On New Year’s Eve thousands of protesters gathered for a candlelight vigil in many public venues set aside to usher 2009, a protest tactic used last year (pictured, June protests against law allowing US meat imports). Even the Bosingak bell tower on Seoul’s Jong-no (Bell Street) was the scene of a demonstration.
Online meeting places like the Anti-MB Café, the Society of Candlelight Demonstration Arrestees and Citizen Action to Eradicate Traitorous Groups spread the word to get out as many people as possible.
Trade unions like the National Union of Media Workers (NUMW) and the Korean Teachers and Education Workers Union (KTU) also joined the initiative.
Using candles demonstrators wrote protest slogans on the streets against the policies promoted by the government of the Grand National Party, which holds a comfortable majority in parliament.
About 160 police squads were also deployed in the Bosingak area to monitor the protest.

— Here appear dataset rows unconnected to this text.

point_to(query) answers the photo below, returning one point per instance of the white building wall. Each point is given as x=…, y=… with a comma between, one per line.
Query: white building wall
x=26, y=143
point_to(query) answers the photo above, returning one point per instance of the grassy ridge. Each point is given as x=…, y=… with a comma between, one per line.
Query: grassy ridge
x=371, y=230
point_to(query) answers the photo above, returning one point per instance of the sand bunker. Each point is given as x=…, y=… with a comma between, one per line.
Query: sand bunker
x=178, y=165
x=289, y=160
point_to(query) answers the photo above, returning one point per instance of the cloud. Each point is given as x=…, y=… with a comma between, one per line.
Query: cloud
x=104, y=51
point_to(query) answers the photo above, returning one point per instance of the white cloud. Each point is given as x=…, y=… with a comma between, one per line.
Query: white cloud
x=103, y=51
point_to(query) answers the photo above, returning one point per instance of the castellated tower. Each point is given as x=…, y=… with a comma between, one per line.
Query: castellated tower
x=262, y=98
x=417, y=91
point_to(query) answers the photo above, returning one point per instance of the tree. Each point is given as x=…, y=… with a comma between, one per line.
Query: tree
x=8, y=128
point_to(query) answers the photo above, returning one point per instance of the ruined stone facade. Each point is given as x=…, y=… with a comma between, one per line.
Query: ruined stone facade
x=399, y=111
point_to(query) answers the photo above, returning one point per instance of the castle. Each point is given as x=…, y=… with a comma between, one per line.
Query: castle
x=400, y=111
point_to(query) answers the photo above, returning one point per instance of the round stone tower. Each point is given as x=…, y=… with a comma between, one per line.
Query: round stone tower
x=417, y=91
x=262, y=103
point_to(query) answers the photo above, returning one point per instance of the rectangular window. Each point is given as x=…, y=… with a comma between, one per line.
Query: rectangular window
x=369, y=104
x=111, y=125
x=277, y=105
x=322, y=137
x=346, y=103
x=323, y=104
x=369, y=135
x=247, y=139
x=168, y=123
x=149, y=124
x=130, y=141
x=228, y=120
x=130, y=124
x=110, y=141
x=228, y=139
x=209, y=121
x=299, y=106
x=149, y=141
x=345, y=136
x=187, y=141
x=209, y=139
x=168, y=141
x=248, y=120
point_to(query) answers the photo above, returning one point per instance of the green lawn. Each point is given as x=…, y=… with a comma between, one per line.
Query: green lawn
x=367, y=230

“Today’s candlelight demonstration is a warning that if they continue to ignore the will of the people, they will be judged for it in due time,” said walk supervisor Rev Jeong Yeon-gil.
NUMW members took part in the demonstration to protest against the government’s media laws, pledging they would continue their action in early 2009.
About 2,000 union members had gathered in front of the National Assembly building on Wednesday afternoon for a general strike assembly to protect democracy against what they see as a media grab.
In the evening, they met in front of the Korea Press Center on Sejongno Boulevard for a candlelight demonstration to inform people about the purpose and goals of their action.